"Multiple" handlers

If you can program and want to write an execm handler, it should not be too difficult to make sense of one of the existing handlers.

The existing handlers differ in the amount of helper code which they are using:

  • rclimg is written in Perl and handles the execm protocol all by itself (showing how trivial it is).

  • All the Python handlers share at least the rclexecm.py module, which handles the communication. Have a look at, for example, rclzip.py for a handler which uses rclexecm.py directly.

  • Most Python handlers which process single-document files by executing another command are further abstracted by using the rclexec1.py module. See for example rclrtf.py for a simple one, or rcldoc.py for a slightly more complicated one (possibly executing several commands).

  • Handlers which extract text from an XML document by using an XSLT style sheet are now executed inside recollindex, with only the style sheet stored in the filters/ directory. These can use a single style sheet (e.g. abiword.xsl), or two sheets for the data and metadata (e.g. opendoc-body.xsl and opendoc-meta.xsl). The mimeconf configuration file defines how the sheets are used, have a look. Before the C++ import, the xsl-based handlers used a common module rclgenxslt.py, it is still around but unused at the moment. The handler for OpenXML presentations is still the Python version because the format did not fit with what the C++ code does. It would be a good base for another similar issue.

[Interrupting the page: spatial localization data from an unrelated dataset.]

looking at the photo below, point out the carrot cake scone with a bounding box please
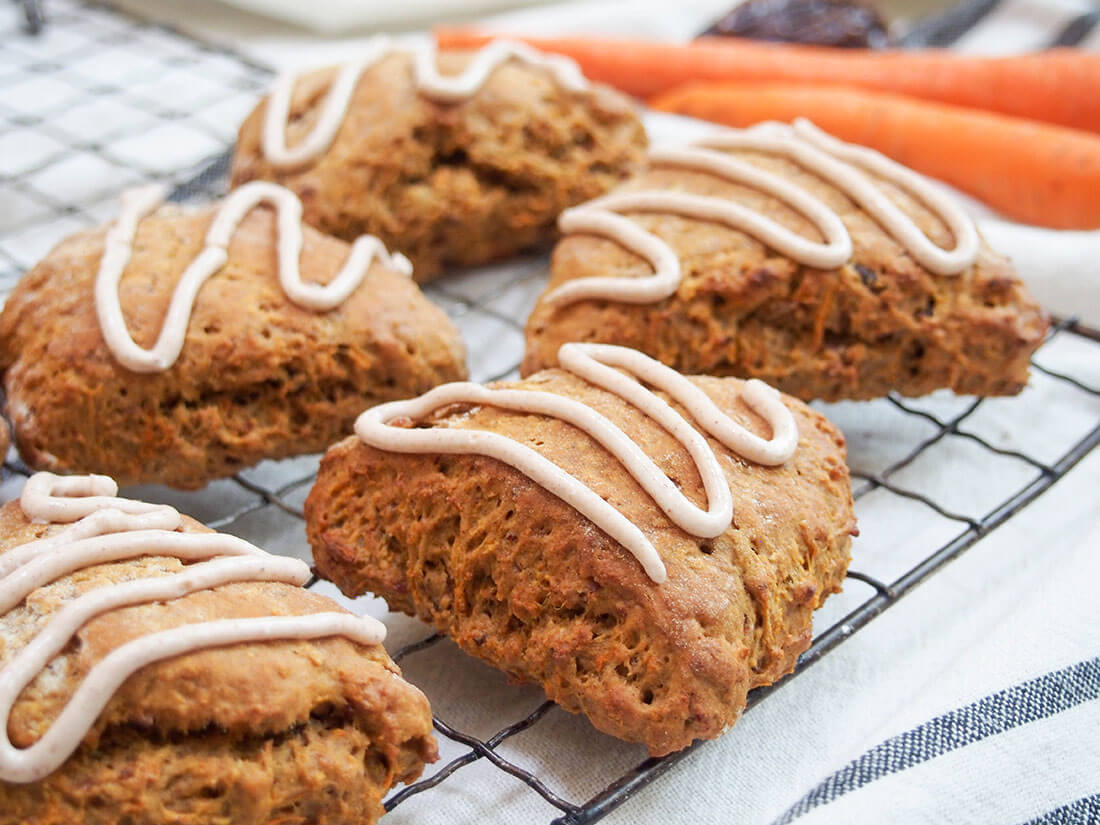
[0,472,436,825]
[0,183,466,489]
[306,343,856,755]
[523,119,1048,401]
[231,38,647,280]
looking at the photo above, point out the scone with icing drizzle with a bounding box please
[0,182,466,489]
[523,120,1049,401]
[231,38,647,280]
[306,343,856,755]
[0,472,436,825]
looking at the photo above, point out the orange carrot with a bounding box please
[435,29,1100,134]
[648,82,1100,230]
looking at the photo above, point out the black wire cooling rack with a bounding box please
[2,3,1100,823]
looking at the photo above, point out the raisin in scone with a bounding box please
[0,472,436,825]
[523,119,1048,401]
[231,38,647,280]
[0,183,466,489]
[306,343,856,756]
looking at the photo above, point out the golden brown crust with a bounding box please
[0,500,436,825]
[522,153,1049,401]
[305,369,855,755]
[231,51,647,281]
[0,205,466,489]
[0,718,427,825]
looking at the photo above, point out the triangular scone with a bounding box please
[523,124,1048,402]
[0,474,436,825]
[0,188,466,489]
[231,42,646,281]
[306,345,856,756]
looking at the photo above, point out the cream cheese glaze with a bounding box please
[262,37,590,169]
[356,343,798,584]
[95,181,412,373]
[0,472,386,784]
[544,118,980,307]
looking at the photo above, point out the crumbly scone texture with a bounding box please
[522,154,1049,401]
[0,502,437,825]
[231,50,647,281]
[0,204,467,489]
[305,368,856,756]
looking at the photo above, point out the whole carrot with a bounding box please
[649,82,1100,230]
[435,29,1100,134]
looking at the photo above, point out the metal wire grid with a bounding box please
[2,3,1100,823]
[0,0,271,292]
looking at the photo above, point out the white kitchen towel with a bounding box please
[775,660,1100,824]
[210,0,558,33]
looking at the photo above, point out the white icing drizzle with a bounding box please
[356,343,798,584]
[544,118,979,307]
[262,37,590,169]
[95,181,412,373]
[0,472,386,784]
[786,119,979,274]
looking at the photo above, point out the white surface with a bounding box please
[214,0,559,32]
[978,220,1100,325]
[107,0,739,67]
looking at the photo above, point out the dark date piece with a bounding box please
[703,0,892,48]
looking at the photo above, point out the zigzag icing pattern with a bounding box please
[544,119,979,307]
[356,343,799,583]
[95,181,411,372]
[262,37,590,169]
[0,472,385,783]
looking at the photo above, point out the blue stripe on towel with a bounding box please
[773,657,1100,824]
[900,0,1004,47]
[1048,11,1100,48]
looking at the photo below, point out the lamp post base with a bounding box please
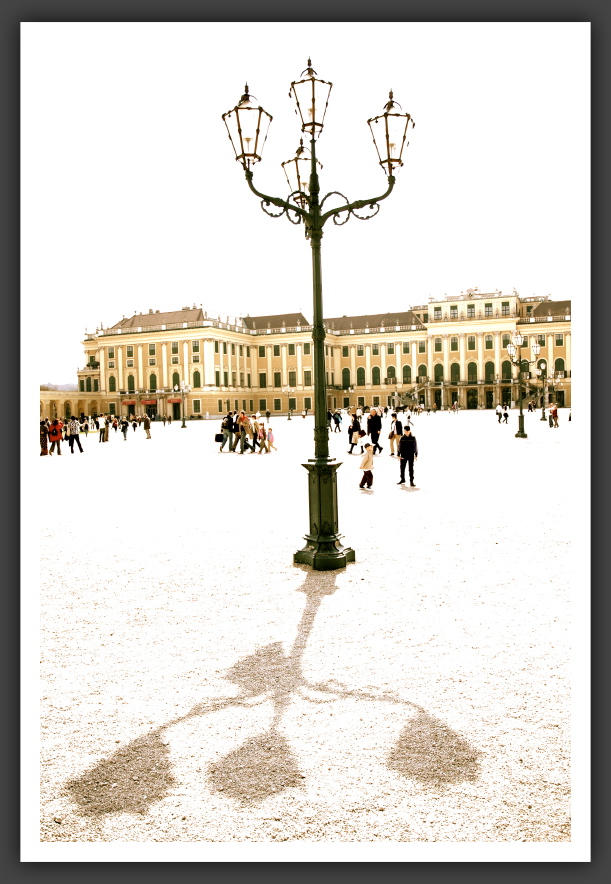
[293,459,356,571]
[515,413,527,438]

There is a sample trivial handler based on rclexecm.py, with many comments, not actually used by Recoll. It would index a text file as one document per line. Look for rcltxtlines.py in the src/filters directory in the online Recoll Git repository (the sample not in the distributed release at the moment).

You can also have a look at the slightly more complex rclzip.py which uses Zip file paths as identifiers (ipath).

execm handlers sometimes need to make a choice for the nature of the ipath elements that they use in communication with the indexer. Here are a few guidelines:

  • Use ASCII or UTF-8 (if the identifier is an integer print it, for example, like printf %d would do).

  • If at all possible, the data should make some kind of sense when printed to a log file to help with debugging.

  • Recoll uses a colon (:) as a separator to store a complex path internally (for deeper embedding). Colons inside the ipath elements output by a handler will be escaped, but would be a bad choice as a handler-specific separator (mostly, again, for debugging issues).

In any case, the main goal is that it should be easy for the handler to extract the target document, given the file name and the ipath element.

execm handlers will also produce a document with a null ipath element. Depending on the type of document, this may have some associated data (e.g. the body of an email message), or none (typical for an archive file). If it is empty, this document will be useful anyway for some operations, as the parent of the actual data documents.